3 Time Management Tips

July 07, 2022

For recent college graduates, one of the biggest challenges is managing the ambiguity of work schedules. In college, when you woke up on Monday, you had a nearly complete picture of your entire schedule from 9-5 that week. You knew when your classes were scheduled, when your extracurriculars had meetings, etc. That insight allowed you to easily schedule out the rest of your week, library sessions, group meetings, social activities, etc. Why can’t we approach our professional lives with similar advanced scheduling?

This can start with a daily approach to time management. As you wind down for the day, look at your schedule for the next day and consider three things:

1. What do I already have on my schedule and what time do I need to set aside to prepare for those calls/meetings?

When you think about your schedule for the day, you need to consider more than just the exact time set aside for your meetings and calls. Set aside time before scheduled events, in order to prepare and otherwise ensure you put your best foot forward. In your early career, especially, you want to avoid booking events immediately before or after important meetings.

2. What critical tasks do I need to complete tomorrow? How much time is needed for them and when is best to pencil those into my schedule?

With scheduled events taking up a chunk of your time, it can be easy to lose track of your to-do list. I make sure to set aside time on my Outlook calendar, both daily and weekly, for the activities I need to take care of. For a sales rep, this could be putting an hour of prospecting on your schedule each day or setting aside time to check in with clients who have upcoming games.

(Tip: make sure to “show as free” on your calendar so these appointments don’t prevent others from booking time with you).

3. With the free time left on my schedule, what other activities/tasks can I pursue?

While there might not be time in the day to get “everything” done, we can certainly accomplish more if we manage our time better. This can be setting aside time for the long-term projects that are constantly pushed back because of higher priority tasks.

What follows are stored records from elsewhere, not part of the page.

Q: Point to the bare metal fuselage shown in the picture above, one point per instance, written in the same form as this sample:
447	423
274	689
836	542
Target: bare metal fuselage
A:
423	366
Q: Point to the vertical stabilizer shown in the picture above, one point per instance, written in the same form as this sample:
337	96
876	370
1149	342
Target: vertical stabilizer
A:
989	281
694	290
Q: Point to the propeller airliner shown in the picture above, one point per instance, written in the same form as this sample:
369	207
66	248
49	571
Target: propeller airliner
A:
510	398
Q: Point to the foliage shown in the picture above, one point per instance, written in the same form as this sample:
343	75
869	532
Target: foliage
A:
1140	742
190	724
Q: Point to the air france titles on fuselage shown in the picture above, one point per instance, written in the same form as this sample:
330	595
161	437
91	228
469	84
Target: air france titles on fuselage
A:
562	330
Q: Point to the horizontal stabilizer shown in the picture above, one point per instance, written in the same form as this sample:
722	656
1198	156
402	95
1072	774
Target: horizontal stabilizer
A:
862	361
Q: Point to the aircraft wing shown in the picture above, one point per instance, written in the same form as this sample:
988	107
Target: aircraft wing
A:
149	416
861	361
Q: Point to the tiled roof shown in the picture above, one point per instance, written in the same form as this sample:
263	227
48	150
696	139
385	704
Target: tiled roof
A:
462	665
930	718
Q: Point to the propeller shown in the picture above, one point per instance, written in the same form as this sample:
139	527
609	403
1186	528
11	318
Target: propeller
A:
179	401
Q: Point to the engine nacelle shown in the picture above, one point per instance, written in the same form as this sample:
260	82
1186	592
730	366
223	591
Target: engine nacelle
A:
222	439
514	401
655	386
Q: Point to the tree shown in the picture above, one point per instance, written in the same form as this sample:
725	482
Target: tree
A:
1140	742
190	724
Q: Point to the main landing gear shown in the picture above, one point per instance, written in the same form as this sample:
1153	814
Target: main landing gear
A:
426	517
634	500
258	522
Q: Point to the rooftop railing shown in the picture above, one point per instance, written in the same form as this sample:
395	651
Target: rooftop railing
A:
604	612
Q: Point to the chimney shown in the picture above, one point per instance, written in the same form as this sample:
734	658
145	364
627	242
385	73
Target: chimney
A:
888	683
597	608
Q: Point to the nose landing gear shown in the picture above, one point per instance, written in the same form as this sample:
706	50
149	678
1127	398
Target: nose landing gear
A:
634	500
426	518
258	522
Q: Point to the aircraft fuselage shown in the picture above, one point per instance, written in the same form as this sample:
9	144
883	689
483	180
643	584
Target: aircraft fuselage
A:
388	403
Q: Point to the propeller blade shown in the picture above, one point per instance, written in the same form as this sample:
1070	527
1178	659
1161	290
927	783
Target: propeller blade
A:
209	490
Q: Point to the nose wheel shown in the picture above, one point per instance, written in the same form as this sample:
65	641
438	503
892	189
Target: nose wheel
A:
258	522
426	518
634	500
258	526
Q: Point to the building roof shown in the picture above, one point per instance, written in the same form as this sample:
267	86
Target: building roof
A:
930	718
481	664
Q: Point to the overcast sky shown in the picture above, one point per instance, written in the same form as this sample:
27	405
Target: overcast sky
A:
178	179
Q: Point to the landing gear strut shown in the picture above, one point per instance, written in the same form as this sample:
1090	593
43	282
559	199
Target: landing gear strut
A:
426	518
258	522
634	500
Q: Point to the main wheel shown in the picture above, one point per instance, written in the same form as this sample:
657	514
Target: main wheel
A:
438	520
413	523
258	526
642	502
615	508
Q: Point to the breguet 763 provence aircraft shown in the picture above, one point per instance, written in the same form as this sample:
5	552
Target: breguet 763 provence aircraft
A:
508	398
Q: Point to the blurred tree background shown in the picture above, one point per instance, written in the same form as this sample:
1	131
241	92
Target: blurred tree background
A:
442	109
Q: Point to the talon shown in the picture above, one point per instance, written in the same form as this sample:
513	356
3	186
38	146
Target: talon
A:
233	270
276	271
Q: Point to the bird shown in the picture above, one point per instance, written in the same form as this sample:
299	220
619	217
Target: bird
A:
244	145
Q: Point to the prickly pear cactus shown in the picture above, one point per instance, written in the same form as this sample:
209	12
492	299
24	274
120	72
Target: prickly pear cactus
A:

This is also an important way to set aside time to recharge and connect with your coworkers. Especially in sales roles where call metrics are so important, individuals might feel like they don’t have any extra time in their day – I promise you can make the time! At the Cubs we actually created a goal for our reps to take time to have lunch or coffee with individuals throughout the organization.

Remember that “failing to plan is planning to fail.” Taking time to schedule your day improves your effectiveness and will save you time in the long run.